Though The Paragon in Blackheath was badly damaged during World War II, it was repaired and renovated and it still stands to this day, on the edge of Greenwich Park. Though some alterations were made to The Paragon, mostly to the backs of the houses, it still looks much as it did during the Regency on the front facade. From the late 1940s into the 1950s, The Paragon was fully restored and converted to flats, a purpose which it serves to this day. Views of its appearance today, with a few earlier images mixed in, can be found by a search on the phrase "the paragon blackheath london" in Google Images.
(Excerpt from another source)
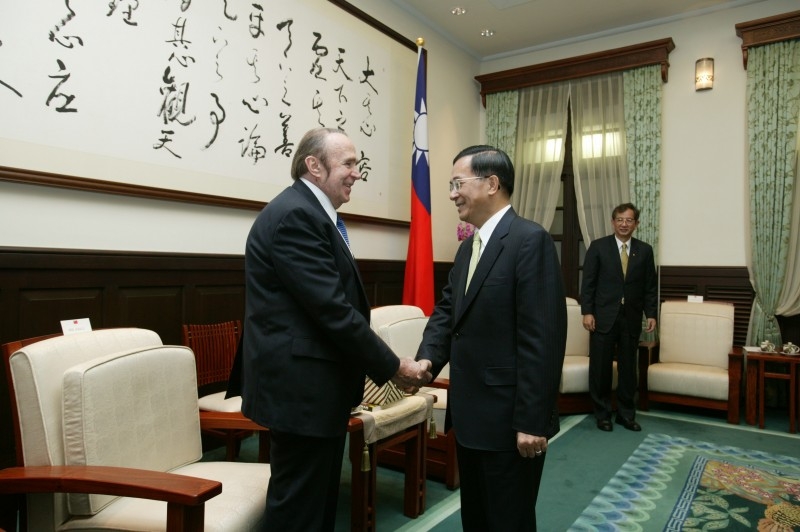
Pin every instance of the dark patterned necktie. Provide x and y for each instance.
(343, 230)
(473, 261)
Dear Regency Authors, should you have a need for a respectable house for some of your characters in an upcoming romance, perhaps The Paragon, Blackheath might fit the bill. Particularly if those characters are seeking a healthy location outside of the metropolis and cannot afford the high cost of a house in Mayfair. Perhaps one of your characters is a bit of a health nut, or a hypochondriac, and is unwilling or afraid to reside in central London. It is important to remember that during the Regency, and for several decades thereafter, The Paragon was a respectable set of houses intended for respectable, middle class people who were quite financially comfortable. It would not be a good idea to stash a gentleman’s mistress there, however, as the neighbors would be sure to talk. Or, will you settle your characters in House No. 7? How will they deal with a house that straddles the border of two boroughs? You may have noticed that more than one resident of The Paragon during the Regency was a Trustee of the New Cross Turnpike Road Trust. Turnpike Trusts were established by Parliament to maintain certain toll roads. Perhaps you might like to make one of your characters a fellow member of the same turnpike trust? Will the members all be honest gentlemen, or might one or more of them be mishandling their responsibilities? There are any number of possibilities for a Regency story set all, or in part, at The Paragon, Blackheath.